The Other One: The Long Strange Trip of Bob Weir rzuca (miłosne) światło na Boba Weira, gitarzystę rytmicznego Grateful Dead i najbardziej utalentowanego „numeru dwa” w muzyce. Oryginalny dokument Netflix, który miał premierę w piątek (22 maja), śledzi jego podróż od psychodelicznego kowboja do starszego męża stanu i ojca, z komentarzami samego Weira, a także członków zespołu, przyjaciół, rodziny i współpracowników.

Perkusiści Bill Kreutzmann i Mickey Hart opowiadają o skłonności Boba Weira do ściągania groupies. Phil Lesh wspomina, jak matka Weira kazała jemu i Jerry’emu Garcii złożyć „potężne przysięgi”, że dopilnują, by młody Bob skończył szkołę. Partner w pisaniu piosenek, John Perry Barlow, wspomina spotkanie z młodym Weirem w szkole dla „bystrych, ale nieopanowanych”. Nawet Sammy Hagar pojawia się, aby podzielić się swoim podziwem.

Ciekawe o innych rewelacjach? Oto pięć rzeczy, których dowiedzieliśmy się z nowego dokumentu Boba Weira, od gościnnego pisarza Bena Djaruma:

  • 1

    Wspólnie, Weir i Cassady – współpracownik Beat Generation i Wesoły Żartowniś – dzielili pokój w wiktorii Grateful Dead przy 710 Asbury. Pierwsze poważne przedsięwzięcie piosenkarskie Boba, „(That’s It For) The Other One”, było bezpośrednio zainspirowane przez Neala Cassady’ego. Weir wyjaśnia, że pierwsza noc, kiedy zespół zagrał ten utwór, była również tą samą nocą, kiedy Cassady zginął na torach kolejowych w Meksyku, 4 lutego 1968 roku. „W tym momencie”, wyjaśnia Weir, „Neal był wolny od więzów przestrzeni i czasu. … Był ze mną tamtej nocy”. (Najbardziej martwi Deadheads mogą zauważyć, że Grateful Dead już rozwinęli „The Other One” późno w 1967 roku, ale należy założyć, że Bob mówi tylko o swoich gotowych tekstach.)

    YouTube

  • 2

    Znudzony ograniczeniami wynikającymi z bycia rockandrollowym gitarzystą rytmicznym, Weir spojrzał daleko poza rock. Podczas gdy Jerry Garcia wplatał linie gitarowe w resztę zespołu, Bob utrzymywał zespół razem ze swoim unikalnym harmonicznym frazowaniem i inwersjami akordów, zapewniając dynamiczne współgranie dla Garcii. W wywiadach, Jerry Harrison i Lee Ranaldo obaj uznali Weira za główny wpływ na ich własną twórczość.

    YouTube

  • 3

    Natascha została przedstawiona Weirowi jako 15-letnia fanka, próbująca dostać się za kulisy koncertu Grateful Dead. Utrzymywali przyjaźń przez lata, aż do 1999 roku, kiedy to wzięli ślub. Mają dwie córki. Bonusowa ciekawostka dla „głów”: Oba dzieci urodziły się w domu Weirów, gdzie Grateful Dead nagrywali Blues for Allah w 1975 roku.

  • 4

    W najciemniejszych dniach walki Jerry’ego Garcii z heroiną, Bob przyjął rolę „bagmana” – trzymając się opium Garcii i rozdając tylko to, o co go poproszono. Jednak Weir był szefem wśród tych, którzy desperacko próbowali nakłonić Jerry’ego do oczyszczenia swojego zachowania. Jedynym zajęciem, w które Jerry mógł się zaangażować było nurkowanie. Jest fantastyczny podwodny sekwencja featuring Jerry i Bob nurkowania off Kauai. Jerry karmi węgorza.

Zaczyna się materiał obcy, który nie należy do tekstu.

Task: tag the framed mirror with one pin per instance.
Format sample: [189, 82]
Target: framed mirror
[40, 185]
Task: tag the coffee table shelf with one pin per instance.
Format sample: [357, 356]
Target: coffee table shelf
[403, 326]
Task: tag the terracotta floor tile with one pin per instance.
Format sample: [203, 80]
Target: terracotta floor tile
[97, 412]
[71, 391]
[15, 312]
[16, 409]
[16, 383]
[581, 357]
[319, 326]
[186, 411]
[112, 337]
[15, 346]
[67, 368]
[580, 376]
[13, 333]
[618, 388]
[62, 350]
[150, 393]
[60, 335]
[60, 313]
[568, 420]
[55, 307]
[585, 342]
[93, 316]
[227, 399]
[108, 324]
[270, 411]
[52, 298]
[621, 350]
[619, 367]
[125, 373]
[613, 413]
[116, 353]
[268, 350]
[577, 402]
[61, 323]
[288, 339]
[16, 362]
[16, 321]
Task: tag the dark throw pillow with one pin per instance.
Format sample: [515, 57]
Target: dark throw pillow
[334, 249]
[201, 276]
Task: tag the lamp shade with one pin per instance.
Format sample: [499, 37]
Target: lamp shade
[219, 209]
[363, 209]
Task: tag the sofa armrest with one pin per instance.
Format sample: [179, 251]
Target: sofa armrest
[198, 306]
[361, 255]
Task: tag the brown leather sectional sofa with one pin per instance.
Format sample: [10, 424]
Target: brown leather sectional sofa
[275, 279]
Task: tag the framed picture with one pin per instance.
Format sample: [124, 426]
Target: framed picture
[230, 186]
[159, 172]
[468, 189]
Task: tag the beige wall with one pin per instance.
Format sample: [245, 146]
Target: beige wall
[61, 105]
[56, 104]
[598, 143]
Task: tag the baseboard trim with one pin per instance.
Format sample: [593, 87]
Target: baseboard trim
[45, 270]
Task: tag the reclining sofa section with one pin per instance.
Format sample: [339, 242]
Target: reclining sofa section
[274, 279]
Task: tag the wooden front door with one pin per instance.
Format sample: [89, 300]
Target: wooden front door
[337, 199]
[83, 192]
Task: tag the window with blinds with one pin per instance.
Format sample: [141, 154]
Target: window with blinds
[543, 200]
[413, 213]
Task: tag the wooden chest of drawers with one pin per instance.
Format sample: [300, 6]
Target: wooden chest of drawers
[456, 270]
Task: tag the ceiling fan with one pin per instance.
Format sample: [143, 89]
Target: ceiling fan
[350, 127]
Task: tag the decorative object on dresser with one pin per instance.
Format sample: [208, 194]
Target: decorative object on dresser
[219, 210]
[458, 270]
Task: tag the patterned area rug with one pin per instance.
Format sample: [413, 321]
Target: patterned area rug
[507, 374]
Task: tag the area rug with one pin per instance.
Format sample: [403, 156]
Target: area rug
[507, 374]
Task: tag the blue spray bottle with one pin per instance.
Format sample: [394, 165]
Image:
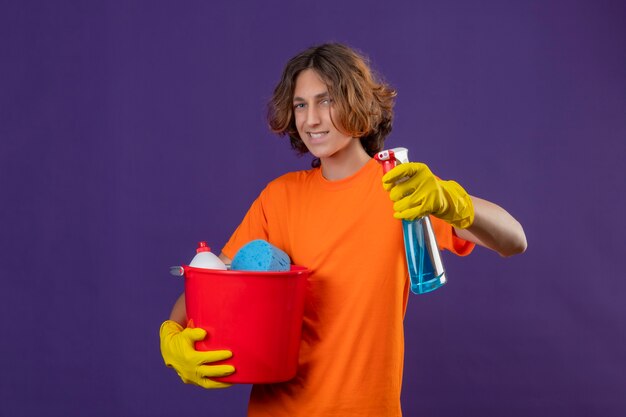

    Otto Greule Jr, Getty Images

  • 5

    Bob został adoptowany po urodzeniu przez dobrze sytuowaną rodzinę w Atherton. Choć niekoniecznie aprobowali oni styl życia syna, Bob pokazując im swoją złotą płytę American Beauty przekonał ich do siebie. Lata po śmierci swoich adoptowanych rodziców, Bob poczuł potrzebę odszukania swoich biologicznych rodziców. Matka Boba zmarła wkrótce po ich spotkaniu, ale udało mu się nawiązać kontakt z jego biologicznym ojcem. Już od pierwszego spotkania, on i Bob cieszyli się bliską relacją od tamtej pory.

.

Dodaj komentarz

Twój adres e-mail nie zostanie opublikowany.